The sheep attack occurred about two miles from Riverside State Park’s ranger station in Nine Mile Falls. The Tessier brothers live on Pine Bluff Road, an area of rural homes with intermingled pasture and timberland.

Bob Tessier declined to be interviewed. He said he and his brother had told a wildlife officer everything they knew about the incident and they “preferred to be done with it.”

In the report, Rich Tessier said he had seen strange-looking scat by the sheep pen about a week before the attack. It didn’t resemble coyote sign, which the brothers said they frequently find on their property.

Tracks left in the dew indicate the wolf paced up and down beside the pen on the morning of June 16. The men spotted the wolf about 6:20 a.m. They got within about 40 yards of it and described the wolf as dark-colored with a lighter face.

The Fish and Wildlife officer who performed a necropsy confirmed that the ewe’s injuries were consistent with a wolf kill. The ewe was bleeding from the neck, where massive bruising was also present.

The sheep enclosure was surrounded by a 4-foot-tall electric fence, and it’s unclear whether the wolf got inside. It could have happened, which might be what caused the 15 sheep to bolt, said Art Swannack, a Whitman County sheep producer.

“It’s easily possible for a wolf to jump a 4-foot electric fence,” he said. “I’ve seen a coyote do it, and I’ve seen guard dogs do it.”

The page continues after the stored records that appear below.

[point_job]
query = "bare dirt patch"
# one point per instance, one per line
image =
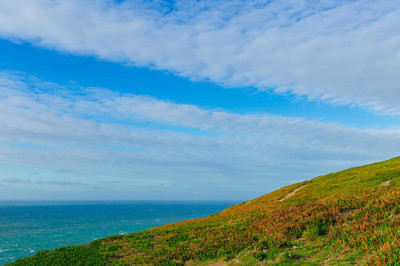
(292, 193)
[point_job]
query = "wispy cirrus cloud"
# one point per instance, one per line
(95, 136)
(345, 52)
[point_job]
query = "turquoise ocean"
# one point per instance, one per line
(27, 227)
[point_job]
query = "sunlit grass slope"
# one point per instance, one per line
(347, 217)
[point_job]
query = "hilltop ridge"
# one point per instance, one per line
(351, 216)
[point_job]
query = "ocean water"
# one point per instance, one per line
(26, 228)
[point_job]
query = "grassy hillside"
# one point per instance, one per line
(345, 217)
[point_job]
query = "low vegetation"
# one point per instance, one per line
(339, 218)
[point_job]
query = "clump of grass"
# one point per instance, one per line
(347, 211)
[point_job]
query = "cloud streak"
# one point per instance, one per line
(344, 52)
(93, 136)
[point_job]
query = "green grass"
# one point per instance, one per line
(340, 218)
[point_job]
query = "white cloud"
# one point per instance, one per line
(97, 135)
(345, 52)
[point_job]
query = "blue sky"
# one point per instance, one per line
(192, 99)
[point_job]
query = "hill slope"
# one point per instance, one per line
(345, 217)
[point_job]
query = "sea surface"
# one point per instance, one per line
(27, 227)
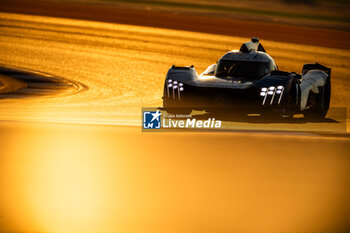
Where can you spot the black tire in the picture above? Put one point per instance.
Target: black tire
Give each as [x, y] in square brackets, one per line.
[319, 111]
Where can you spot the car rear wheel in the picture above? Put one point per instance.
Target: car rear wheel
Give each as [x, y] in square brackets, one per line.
[322, 101]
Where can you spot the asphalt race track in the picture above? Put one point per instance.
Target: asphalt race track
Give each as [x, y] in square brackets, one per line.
[78, 162]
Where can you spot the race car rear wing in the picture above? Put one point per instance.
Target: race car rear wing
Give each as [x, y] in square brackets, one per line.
[316, 66]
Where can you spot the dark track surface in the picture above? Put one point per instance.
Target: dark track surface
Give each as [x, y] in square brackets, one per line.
[217, 25]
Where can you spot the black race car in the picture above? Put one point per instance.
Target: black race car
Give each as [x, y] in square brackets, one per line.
[248, 81]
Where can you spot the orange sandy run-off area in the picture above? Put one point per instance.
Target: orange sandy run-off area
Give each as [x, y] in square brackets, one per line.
[77, 161]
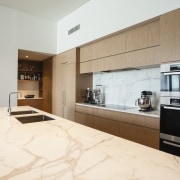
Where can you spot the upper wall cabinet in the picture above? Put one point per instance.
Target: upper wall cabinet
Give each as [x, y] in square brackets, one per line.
[143, 36]
[68, 56]
[170, 36]
[88, 52]
[111, 46]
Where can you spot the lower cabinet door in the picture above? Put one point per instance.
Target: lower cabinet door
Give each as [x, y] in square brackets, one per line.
[84, 119]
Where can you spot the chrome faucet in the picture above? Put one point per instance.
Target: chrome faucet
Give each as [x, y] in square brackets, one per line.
[9, 106]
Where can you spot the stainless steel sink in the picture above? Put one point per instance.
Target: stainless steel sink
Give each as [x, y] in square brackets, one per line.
[23, 112]
[35, 118]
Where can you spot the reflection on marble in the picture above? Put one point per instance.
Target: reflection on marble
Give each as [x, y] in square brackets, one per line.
[62, 149]
[124, 87]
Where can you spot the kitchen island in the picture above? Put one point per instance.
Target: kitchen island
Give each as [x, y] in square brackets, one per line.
[62, 149]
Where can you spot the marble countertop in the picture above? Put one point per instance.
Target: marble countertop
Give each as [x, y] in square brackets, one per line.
[135, 110]
[62, 149]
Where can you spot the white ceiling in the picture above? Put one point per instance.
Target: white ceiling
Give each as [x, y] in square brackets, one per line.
[50, 9]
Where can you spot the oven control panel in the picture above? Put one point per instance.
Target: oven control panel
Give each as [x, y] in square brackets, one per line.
[174, 101]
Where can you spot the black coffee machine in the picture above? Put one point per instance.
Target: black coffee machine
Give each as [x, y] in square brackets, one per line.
[145, 101]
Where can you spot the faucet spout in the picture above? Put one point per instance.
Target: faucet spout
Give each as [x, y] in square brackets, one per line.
[9, 101]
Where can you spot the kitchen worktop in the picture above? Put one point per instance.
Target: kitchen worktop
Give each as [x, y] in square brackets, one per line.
[62, 149]
[132, 110]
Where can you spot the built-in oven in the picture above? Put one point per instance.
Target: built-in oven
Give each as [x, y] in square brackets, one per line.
[170, 127]
[170, 79]
[170, 108]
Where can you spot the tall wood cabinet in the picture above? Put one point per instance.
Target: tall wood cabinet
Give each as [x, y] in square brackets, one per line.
[35, 78]
[64, 84]
[170, 36]
[68, 85]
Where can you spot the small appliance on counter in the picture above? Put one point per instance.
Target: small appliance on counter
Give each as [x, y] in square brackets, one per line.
[29, 96]
[145, 101]
[95, 96]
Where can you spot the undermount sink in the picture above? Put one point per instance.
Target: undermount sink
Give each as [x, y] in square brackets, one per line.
[23, 112]
[35, 118]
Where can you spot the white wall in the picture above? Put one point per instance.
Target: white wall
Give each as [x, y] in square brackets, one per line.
[36, 33]
[8, 54]
[21, 31]
[99, 18]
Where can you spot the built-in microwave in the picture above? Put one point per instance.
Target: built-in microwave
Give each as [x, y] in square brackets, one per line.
[170, 79]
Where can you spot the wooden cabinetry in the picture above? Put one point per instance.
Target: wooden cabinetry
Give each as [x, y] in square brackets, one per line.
[143, 57]
[64, 84]
[88, 52]
[137, 128]
[35, 78]
[170, 36]
[47, 85]
[136, 47]
[68, 84]
[84, 115]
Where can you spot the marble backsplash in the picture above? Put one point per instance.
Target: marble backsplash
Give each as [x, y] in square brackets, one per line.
[124, 87]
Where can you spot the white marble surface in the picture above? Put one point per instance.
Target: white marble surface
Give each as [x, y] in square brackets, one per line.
[154, 113]
[124, 87]
[62, 149]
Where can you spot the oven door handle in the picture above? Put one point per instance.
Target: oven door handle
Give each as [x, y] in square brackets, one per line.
[171, 144]
[171, 73]
[175, 108]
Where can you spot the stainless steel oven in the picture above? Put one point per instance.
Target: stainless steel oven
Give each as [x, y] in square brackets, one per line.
[170, 108]
[170, 127]
[170, 79]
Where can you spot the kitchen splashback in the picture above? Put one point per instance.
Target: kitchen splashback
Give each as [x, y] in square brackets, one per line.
[124, 87]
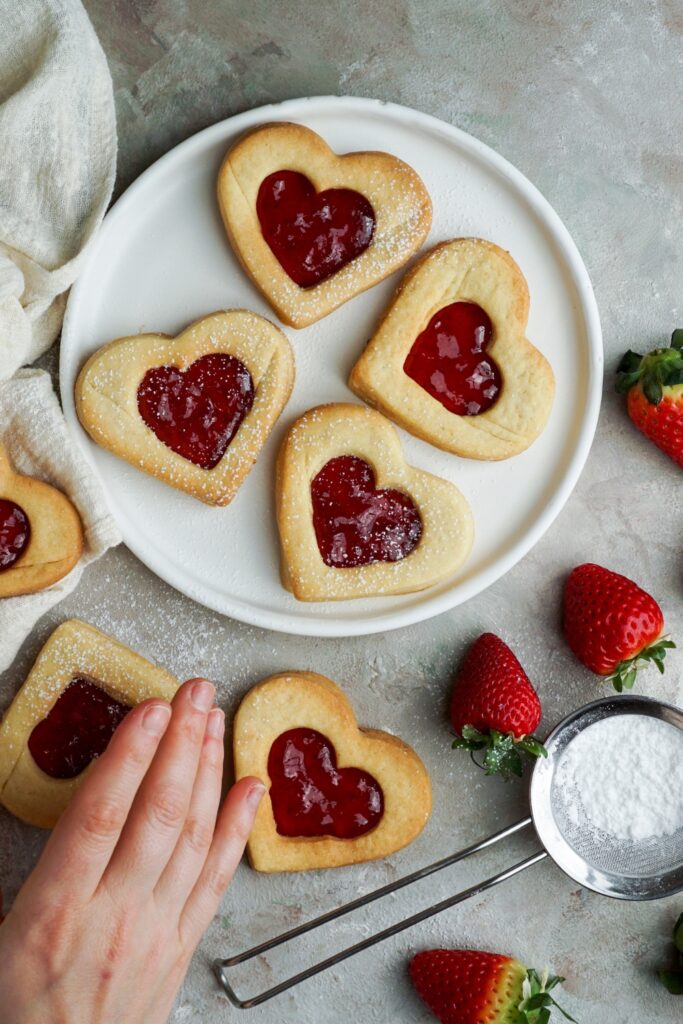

Swannack is a member of Washington’s Wolf Working Group, which provided input on the state’s wolf management plan. The plan offers compensation to livestock owners who lose animals through wolf depredation.

The ewe was worth about $300, according to the Tessiers. It’s a special breed that sheds its wool so shearing isn’t required.

No additional wolf sightings have been reported in the Nine Mile Falls area, but the June 16 incident confirms that wild wolves have ventured south into Spokane County, Luers said.

Members of the public definitely took notice of the earlier news reports, she said. About a week ago, the agency received a call from a resident of the Indian Trail neighborhood on Spokane’s western edge. The caller claimed to have snapped a picture of a wolf in the neighborhood.

Wildlife biologists examined the photo.

“It was clearly a coyote,” Luers said, “but we take all reports seriously.”